What was the change in Cicis' trade receivables in 2023?
Cicis Franchise · 2025 FDDAnswer from 2025 FDD Document
| 2023 | 2022 | ||
|---|---|---|---|
| Cash flows from operating activities: | |||
| Net income | $ 5,859,705 | $ 9,407,023 | |
| Adjustments to reconcile net income to net cash | |||
| provided by operating activities: | |||
| Amortization | 13,149 | 13,149 | |
| Changes in operating assets and liabilities: | |||
| Trade receivables | 186,610 | (73,448) | |
| Marketing fund, restricted | (1,307,025) | 1,045,443 | |
| Related party receivable | 753,587 | (502,090) | |
| Prepaid expenses and other current assets | 41,682 | 532,467 | |
| Other receivables | (2,952) | 226,453 | |
| Accounts payable | 305,641 | 90,785 | |
| Accounts payable—marketing fund, restricted | 182,889 | (636,450) | |
| Accrued expenses and other current liabilities | (754,380) | 668,395 | |
| Deferred franchise fees | 233,291 | 325,663 | |
| Related party payable | 427,267 | (49,523) | |
| Marketing fund liabilities, restricted | 1,407,044 | (2,623,924) | |
| Other noncurrent liabilities | (789,083) | (775,153) | |
| Net cash provided by operating activities | 6,557,425 | 7,648,790 | |
| Cash flows from investing activities: | |||
| Website in development | (94,333) | (100,000) | |
| Net cash used in investing activities | (94,333) | (100,000) | |
| Cash flows from financing activities: | |||
| Distributions to members | (8,300,000) | (7,277,500) | |
| Net cash used in financing activities | (8,300,000) | (7,277,500) | |
| Net (decrease) increase in cash, cash equivalents | |||
| and restricted cash | (1,836,908) | 271,290 | |
| Cash, cash equivalents and restricted cash: | |||
| Beginning of year | 5,540,074 | 5,268,784 | |
| End of year | $ 3,703,166 | $ 5,540,074 |
Source: Item 23 — RECEIPTS (FDD pages 65–263)
What This Means (2025 FDD)
According to Cicis' 2025 Franchise Disclosure Document, the trade receivables experienced a change of $186,610 in 2023 compared to $(73,448) in 2022. This indicates a significant increase in the amount of money owed to Cicis by its customers or franchisees for goods or services provided on credit. This shift could reflect changes in sales volume, credit policies, or collection efforts.

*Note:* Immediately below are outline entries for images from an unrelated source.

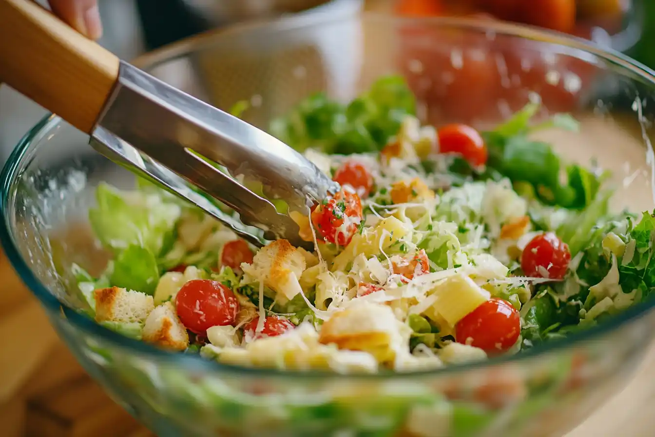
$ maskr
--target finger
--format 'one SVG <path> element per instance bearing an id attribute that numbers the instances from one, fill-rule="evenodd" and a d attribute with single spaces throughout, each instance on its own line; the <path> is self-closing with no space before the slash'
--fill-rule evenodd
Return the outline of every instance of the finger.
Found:
<path id="1" fill-rule="evenodd" d="M 98 0 L 48 0 L 52 12 L 91 39 L 102 35 Z"/>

For a prospective franchisee, this data point highlights the importance of understanding Cicis' accounts receivable management practices. A large increase in trade receivables might suggest that Cicis is extending more credit to its customers, which could increase sales but also elevate the risk of bad debt. Franchisees should inquire about the typical credit terms offered, the procedures for managing overdue accounts, and the potential impact on their cash flow.
Furthermore, the franchisee should investigate the reasons behind the change in trade receivables. Was it due to a specific promotion, a change in payment terms, or other factors? Understanding the underlying drivers will help the franchisee assess the sustainability of this trend and its potential implications for their own business operations. Prudent financial planning and adherence to Cicis' credit management policies are essential for maintaining a healthy cash flow and minimizing the risk of losses from uncollectible accounts.